The move is part of a 5-point plan to support primary care to more easily manage demand and improve access, detailed in a new report published today by Accurx – ‘A Blueprint for Recovering Access’.

The MGPA model was introduced as one of four priorities in NHS England’s delivery plan for recovering access to primary care. It aims to make the way patients contact their surgery easier and more equitable, whilst ensuring primary care staff are able to provide rapid assessment and response that prioritises patients by clinical need.

The 5-point plan aims to support 1,000 GP practices to unlock the power of the MGPA model in their surgery.

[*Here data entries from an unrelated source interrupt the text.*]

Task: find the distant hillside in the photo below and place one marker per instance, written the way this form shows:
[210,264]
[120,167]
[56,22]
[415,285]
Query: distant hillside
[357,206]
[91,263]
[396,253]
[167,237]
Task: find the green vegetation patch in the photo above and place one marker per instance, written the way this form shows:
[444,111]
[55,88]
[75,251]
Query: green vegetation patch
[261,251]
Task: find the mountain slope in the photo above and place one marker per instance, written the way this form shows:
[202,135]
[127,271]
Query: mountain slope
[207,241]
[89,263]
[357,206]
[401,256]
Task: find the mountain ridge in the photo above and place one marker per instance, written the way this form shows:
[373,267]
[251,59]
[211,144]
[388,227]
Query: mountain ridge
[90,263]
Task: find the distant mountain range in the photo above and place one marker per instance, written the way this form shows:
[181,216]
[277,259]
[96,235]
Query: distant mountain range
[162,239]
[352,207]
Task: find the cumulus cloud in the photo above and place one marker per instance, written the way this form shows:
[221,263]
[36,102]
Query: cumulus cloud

Accurx is launching the plan alongside new market research detailed in the report, which reveals the outsized impact that the MGPA model is having on GP practices’ ability to manage demand and enhance patient access:

  • 81% of primary care staff who already run a MGPA model say that since its implementation, their practice is better equipped to keep up with inbound patient demand*

  • Three quarters (75%) say that they are able to provide a more equitable service, where patient requests are prioritised based on clinical need

  • 65% say that since implementing it, patients are more satisfied with their service

  • Half (50%) say that they are happier in their day-to-day role, and 58% say their workload is more manageable

Accurx has based its 5-point plan on the responses from ICS leaders and GP practices, who were asked how Accurx could best support them. For example, 87% of ICS leaders said that Accurx could best support the GP practices in their ICS to use digital tools to tackle the 8am phone rush through comprehensive training support, and 87% said a resource centre including support articles and case studies.

The plan includes the following measures:

  1. A hands-on, comprehensive 12-week onboarding programme for practices who have procured Patient Triage, including 1-1 training calls, webinars, training resources and change management guidance to support the change to a Modern General Practice Access model.

  2. A free trial of Patient Triage for practices, so that they can try out the company’s triage solution before committing funds.

  3. A training pack for GP practices, to give them a comprehensive set of insights and tips to help them optimise their workflows for Modern General Practice Access.

  4. Ready-to-use materials to help practices guide patients through the change in system, such as posters, demos, informative videos and staff telephone scripts.

  5. A user community forum for total triage, where GP practices can share learnings and access supportive content and advice from over 600 other healthcare professionals.

Jacob Haddad, CEO and co-founder of Accurx, said: “General practice is at breaking point and in need of a critical reset moment. The only way healthcare delivery will be sustainable is to move away from an appointment first approach to a needs-based model of care instead, where 25%-50% of requests are resolved through messaging.

“This is now a proven approach in a small number of practices, but needs scaling up. With this approach, clinicians will have more capacity to see patients who truly need face-to-face appointments.

Professor Sir Sam Everington, GP in Tower Hamlets and vice president of the British Medical Association, added: “Modern telephone systems are of course important, but good access is about getting the patient to the right place, first time, through a proper online triage system.

“This involves encouraging patients to fill in an online form, so that GP teams are properly briefed on their issue and can direct them and deliver them to the most appropriate form of care. This can often be via messaging, e.g. via text or email.”

Earlier this month, Accurx said it had integrated its batch messaging and batch florey features to the NHS App, empowering patients to manage their own health.